O Wegovy, um fármaco destinado ao tratamento da obesidade, tem sido cada vez mais reconhecido por seus efeitos benéficos que vão além da simples perda de peso. Essa constatação levou a Agência Nacional de Vigilância Sanitária (Anvisa) a aprovar o uso do medicamento também para combater a gordura no fígado.
Essa decisão foi fundamentada em pesquisas que demonstram a habilidade da semaglutida, ingrediente ativo do Wegovy, em diminuir a inflamação do fígado e melhorar a fibrose hepática. A nova autorização abrange adultos que apresentam gordura no fígado relacionada a disfunções metabólicas, conhecida como MASH, em estágios moderados a avançados da doença, sem sinais de cirrose.
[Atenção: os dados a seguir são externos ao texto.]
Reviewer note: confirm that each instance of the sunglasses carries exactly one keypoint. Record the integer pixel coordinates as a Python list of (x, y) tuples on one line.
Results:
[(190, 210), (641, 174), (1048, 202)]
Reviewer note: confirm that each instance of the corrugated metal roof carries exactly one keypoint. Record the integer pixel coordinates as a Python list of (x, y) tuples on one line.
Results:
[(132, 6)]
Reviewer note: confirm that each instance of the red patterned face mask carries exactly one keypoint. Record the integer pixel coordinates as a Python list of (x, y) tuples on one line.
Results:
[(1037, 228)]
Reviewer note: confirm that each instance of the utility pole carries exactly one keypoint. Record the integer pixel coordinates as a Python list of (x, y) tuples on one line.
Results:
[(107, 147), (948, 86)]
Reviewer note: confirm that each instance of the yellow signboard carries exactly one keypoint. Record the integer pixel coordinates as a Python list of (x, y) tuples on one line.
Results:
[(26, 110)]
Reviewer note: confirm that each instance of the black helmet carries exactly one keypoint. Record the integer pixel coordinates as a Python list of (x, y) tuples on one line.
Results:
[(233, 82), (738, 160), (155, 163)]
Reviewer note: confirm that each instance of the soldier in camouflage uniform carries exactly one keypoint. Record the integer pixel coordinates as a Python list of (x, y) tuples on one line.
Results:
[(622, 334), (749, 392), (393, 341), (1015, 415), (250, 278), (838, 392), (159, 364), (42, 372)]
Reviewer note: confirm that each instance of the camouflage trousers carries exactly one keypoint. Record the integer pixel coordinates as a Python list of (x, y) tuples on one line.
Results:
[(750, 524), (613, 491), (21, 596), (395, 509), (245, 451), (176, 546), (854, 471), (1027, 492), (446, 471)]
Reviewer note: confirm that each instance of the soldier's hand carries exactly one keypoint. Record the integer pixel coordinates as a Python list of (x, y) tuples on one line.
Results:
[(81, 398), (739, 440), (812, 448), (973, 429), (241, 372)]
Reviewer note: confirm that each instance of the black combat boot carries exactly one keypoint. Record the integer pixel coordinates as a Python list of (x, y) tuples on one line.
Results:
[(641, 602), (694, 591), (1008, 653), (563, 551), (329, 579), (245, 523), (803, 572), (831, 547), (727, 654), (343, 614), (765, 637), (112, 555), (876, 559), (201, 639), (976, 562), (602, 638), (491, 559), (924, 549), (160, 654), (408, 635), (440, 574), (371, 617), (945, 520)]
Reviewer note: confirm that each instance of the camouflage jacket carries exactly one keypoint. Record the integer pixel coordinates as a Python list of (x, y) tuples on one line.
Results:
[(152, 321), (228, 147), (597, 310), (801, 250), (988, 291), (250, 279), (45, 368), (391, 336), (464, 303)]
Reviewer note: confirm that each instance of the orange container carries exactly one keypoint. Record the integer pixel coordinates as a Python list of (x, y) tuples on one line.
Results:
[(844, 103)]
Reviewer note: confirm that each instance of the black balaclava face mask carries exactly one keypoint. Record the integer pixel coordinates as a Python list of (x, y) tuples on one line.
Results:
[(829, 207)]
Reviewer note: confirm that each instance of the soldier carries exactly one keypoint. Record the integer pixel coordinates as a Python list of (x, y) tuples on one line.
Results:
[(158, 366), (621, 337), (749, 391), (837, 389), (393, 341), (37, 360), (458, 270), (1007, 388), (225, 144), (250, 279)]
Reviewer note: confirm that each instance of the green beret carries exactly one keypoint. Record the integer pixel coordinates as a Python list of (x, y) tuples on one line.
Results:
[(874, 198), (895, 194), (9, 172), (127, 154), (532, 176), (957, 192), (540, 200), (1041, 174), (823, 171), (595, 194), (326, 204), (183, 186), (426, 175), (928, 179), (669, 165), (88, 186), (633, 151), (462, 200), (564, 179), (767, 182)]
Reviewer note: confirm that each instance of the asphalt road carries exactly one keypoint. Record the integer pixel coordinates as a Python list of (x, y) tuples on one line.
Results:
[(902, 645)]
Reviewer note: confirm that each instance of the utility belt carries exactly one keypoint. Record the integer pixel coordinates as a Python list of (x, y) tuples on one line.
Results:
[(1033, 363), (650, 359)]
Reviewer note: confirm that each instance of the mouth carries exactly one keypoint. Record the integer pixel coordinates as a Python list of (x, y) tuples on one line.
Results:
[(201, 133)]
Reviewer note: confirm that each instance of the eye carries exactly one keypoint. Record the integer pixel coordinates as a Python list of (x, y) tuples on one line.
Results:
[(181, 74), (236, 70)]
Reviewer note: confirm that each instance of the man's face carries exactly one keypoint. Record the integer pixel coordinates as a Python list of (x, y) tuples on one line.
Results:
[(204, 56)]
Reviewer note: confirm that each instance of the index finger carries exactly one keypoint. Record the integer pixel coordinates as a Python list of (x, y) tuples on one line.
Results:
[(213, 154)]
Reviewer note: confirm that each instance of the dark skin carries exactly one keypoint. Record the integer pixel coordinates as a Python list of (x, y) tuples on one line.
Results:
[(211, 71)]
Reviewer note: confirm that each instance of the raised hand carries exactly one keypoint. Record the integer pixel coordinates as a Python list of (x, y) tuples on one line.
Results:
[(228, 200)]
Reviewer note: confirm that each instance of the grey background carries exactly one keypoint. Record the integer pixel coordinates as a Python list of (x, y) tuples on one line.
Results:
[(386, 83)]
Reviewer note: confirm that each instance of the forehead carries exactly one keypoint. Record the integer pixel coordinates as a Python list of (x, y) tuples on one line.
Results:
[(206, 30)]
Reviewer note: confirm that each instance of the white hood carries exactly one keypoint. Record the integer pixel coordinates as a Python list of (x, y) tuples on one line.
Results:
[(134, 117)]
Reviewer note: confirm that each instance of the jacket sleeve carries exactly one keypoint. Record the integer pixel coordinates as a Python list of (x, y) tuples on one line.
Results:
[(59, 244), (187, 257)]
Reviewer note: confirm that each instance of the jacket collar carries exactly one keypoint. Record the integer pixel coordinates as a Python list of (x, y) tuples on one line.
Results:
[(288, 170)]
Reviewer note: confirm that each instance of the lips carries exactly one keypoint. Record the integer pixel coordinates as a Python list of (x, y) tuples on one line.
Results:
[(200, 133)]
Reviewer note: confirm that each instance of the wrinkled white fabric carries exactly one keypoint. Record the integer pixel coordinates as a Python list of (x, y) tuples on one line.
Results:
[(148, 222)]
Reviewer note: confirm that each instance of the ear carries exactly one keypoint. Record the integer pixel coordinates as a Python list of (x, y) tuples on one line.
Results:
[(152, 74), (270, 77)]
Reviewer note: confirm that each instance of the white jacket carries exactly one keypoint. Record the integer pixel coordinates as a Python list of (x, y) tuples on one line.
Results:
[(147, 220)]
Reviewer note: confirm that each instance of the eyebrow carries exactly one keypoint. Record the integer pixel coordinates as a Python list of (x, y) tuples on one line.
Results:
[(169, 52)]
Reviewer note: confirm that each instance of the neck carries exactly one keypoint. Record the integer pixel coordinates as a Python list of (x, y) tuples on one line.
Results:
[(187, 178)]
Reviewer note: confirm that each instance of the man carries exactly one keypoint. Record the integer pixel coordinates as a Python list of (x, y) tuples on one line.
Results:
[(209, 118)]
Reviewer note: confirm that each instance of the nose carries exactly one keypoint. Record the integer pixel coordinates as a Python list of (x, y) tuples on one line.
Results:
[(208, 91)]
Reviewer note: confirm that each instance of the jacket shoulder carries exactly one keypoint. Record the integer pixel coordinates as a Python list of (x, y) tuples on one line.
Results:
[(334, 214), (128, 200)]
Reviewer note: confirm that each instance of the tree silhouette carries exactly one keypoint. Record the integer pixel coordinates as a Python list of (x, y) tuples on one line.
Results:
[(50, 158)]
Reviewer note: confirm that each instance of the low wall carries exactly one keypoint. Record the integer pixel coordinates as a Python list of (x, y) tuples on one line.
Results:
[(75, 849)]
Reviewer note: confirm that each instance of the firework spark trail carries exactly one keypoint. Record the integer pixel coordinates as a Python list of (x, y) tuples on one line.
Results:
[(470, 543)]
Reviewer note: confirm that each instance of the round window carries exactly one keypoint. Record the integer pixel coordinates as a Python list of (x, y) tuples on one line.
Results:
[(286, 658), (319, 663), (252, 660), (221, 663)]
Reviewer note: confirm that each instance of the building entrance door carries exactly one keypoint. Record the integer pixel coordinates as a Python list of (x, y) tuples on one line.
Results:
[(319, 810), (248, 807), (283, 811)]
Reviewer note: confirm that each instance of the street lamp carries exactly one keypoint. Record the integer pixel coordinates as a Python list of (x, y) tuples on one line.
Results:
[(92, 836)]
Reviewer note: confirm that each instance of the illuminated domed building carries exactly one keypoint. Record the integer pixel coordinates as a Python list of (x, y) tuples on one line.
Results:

As informações que embasaram a análise da Anvisa provêm do estudo Essence, que é um ensaio clínico de fase 3 e acompanhou mais de 1.200 pacientes por até 240 semanas. Os indivíduos foram divididos entre os que receberam semaglutida ou placebo, além do tratamento convencional. Aqueles que utilizaram o medicamento mostraram taxas significativamente maiores de reversão da inflamação hepática e melhorias nos níveis de fibrose.
De acordo com o endocrinologista André Camara de Oliveira, diretor da Sociedade Brasileira de Endocrinologia e Metabologia em São Paulo (SBEM-SP), a ação do Wegovy no fígado está intimamente relacionada às alterações metabólicas induzidas pelo remédio.
Com a diminuição da gordura que chega ao fígado, observa-se uma queda nos triglicerídeos acumulados nas células hepáticas e uma redução no estresse metabólico que alimenta o processo inflamatório. O especialista enfatiza que os benefícios do tratamento vão além da perda de peso.
A esteatose hepática, comumente referida como gordura no fígado, afeta cerca de 30% da população mundial. Problemas na função hepática podem desencadear distúrbios do sono, como insônia, sonolência excessiva durante o dia e ciclos de sono irregulares. Nos estágios iniciais, os sintomas geralmente são vagos, incluindo fadiga, fraqueza, perda de apetite, náuseas e sensação de inchaço ou desconforto na parte direita do abdômen.
A gordura no fígado está presente em pelo menos 30% da população global e, na maioria dos casos, está ligada a hábitos alimentares inadequados e à falta de atividade física. O consumo excessivo de álcool é um fator conhecido, embora não seja a principal causa nos casos metabólicos.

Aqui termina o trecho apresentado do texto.